KINGSTON (AP) ― Jamaica on Monday awarded the late reggae singer Dennis Brown with one of its highest civic honors, a fitting tribute for a musician who is more beloved than Bob Marley among many Jamaican reggae fans.
Some 12 years after his death, the former child star who became known as the Crown Prince of Reggae was posthumously conferred with the Caribbean island’s Order of Distinction for his contributions to reggae, which has played a huge role in Jamaica’s culture and economy.
Brown’s widow, Yvonne, attended the National Honors and Awards ceremony in Kingston, where the late entertainer was honored along with living awardees, including singers Millie Small and Ralph “Dobby” Dobson.

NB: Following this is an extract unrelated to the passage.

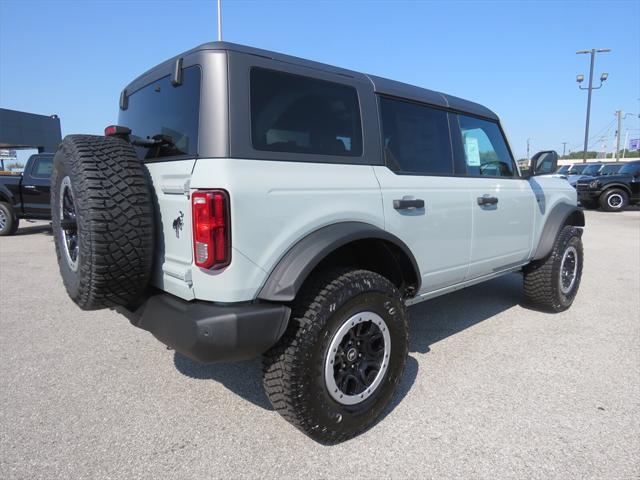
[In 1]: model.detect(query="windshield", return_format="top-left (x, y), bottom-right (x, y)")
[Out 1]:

Junior Lincoln, chairman of a charitable trust named after Brown that is devoted to preserving his work and memory, said the late singer from gritty downtown Kingston is revered by Jamaicans due to his warm personality and honeyed singing voice with a unique vibrato.
“We’ve spent about 10 years trying to get him honored in this way,” said Lincoln, a veteran of Jamaica’s music industry who helped promote Brown’s music in England.
Brown, who died at 42 of respiratory ailments, rose to prominence during the 1970s wave of reggae singers that included Marley, whose music introduced the Jamaican genre to listeners worldwide. He released more than 50 albums and a long string of hits, beginning with “No Man is an Island,” which he recorded in 1969 at the age of 12.